Denis Bonzy

Banque alimentaire : c’est fait !

Banque alimentaire

Ce matin au Leclerc Echirolles, avec Marie, nous avons fait un des gestes qui, chaque année, nous tient le plus à coeur : les produits alimentaires remis à la Banque Alimentaire. C'est d'ailleurs le rare moment où le mot "banque" retrouve de la noblesse dans notre pays. Comme chaque année, nous remettons les produits de belles marques que nous aimons, comme si nous devions préparer notre meilleur repas. Dans cette circonstances, trois sentiments m'animent.

1) La tristesse de voir notre pays institutionnaliser à ce point de telles formes d'aides. Lors de rencontres au Fournil à Grenoble j'ai pris conscience combien la vie peut tourner, sombrer dans une cascade d'épreuves qui ajoutées les unes aux autres rendent presque impossible le retour à la vie d'avant. 

2) Le regret et la colère de ne pas voir mise en oeuvre notre proposition effectuée en 2014 d'annulation des dettes pour des familles en détresse, des dettes qui rendent les rebonds impossibles. Quand on voit les gaspillages effectués et qu'une telle mesure ne soit pas mise en oeuvre, c'est révoltant.

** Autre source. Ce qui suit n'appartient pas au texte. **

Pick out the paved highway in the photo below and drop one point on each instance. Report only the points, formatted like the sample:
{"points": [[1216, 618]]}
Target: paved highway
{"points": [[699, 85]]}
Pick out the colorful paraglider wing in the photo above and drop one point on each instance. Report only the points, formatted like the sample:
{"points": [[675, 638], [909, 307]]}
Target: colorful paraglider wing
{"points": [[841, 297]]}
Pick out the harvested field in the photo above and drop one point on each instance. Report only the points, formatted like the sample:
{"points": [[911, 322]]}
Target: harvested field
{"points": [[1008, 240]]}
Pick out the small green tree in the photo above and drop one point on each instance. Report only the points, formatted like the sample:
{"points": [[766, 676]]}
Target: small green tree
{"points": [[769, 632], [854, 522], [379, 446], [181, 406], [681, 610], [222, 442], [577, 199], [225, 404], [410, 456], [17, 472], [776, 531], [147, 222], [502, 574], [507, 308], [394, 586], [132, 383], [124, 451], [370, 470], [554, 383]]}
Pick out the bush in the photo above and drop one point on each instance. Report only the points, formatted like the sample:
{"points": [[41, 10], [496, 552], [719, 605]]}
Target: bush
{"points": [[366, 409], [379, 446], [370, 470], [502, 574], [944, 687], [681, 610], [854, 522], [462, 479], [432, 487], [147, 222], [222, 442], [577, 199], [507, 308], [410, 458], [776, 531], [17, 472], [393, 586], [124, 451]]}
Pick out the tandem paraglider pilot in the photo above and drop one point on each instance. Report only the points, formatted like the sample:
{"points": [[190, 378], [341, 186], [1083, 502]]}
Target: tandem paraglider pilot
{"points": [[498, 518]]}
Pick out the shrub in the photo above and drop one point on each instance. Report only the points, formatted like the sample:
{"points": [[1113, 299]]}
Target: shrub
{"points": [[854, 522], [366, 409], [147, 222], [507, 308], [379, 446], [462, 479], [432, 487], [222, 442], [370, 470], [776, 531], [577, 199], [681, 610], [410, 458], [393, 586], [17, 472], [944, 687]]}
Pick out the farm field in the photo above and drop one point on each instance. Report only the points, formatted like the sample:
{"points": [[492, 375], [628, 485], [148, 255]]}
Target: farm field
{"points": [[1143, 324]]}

3) Le souhait que la fiscalité soit révisée pour que l'impôt soit dissocié entre la somme dûe de façon générale à vocation des missions fortes d'un Etat (sécurité, santé, enseignement) mais qu'une part discrétionnaire soit introduite sur justificatifs. Autant je suis déchiré par le paiement de l'impôt autant ce matin j'avais une forme de contentement à dépenser, ce qui est exceptionnel chez moi car j'ai une réelle allergie à la dépense. Mais savoir qu'une dépense peut être aussi utile, c'est un autre réflexe. 

Ce n'est pas en fermant des services publics qu'on légitime la solidarité par l'impôt. C'est en améliorant la transparence de la dépense qu'on sert l'impôt. L'argent public n'est pas l'argent de personne. Il est l'argent de chacun prélevé sur le produit de son travail. Ce serait sain de pouvoir mieux l'utiliser directement en affectant une partie importante en toute liberté à l'intérieur du montant annuel global de son imposition. Beaucoup d'actions changeraient alors. Et ce serait tellement plus motivant pour les bénéficiaires potentiels.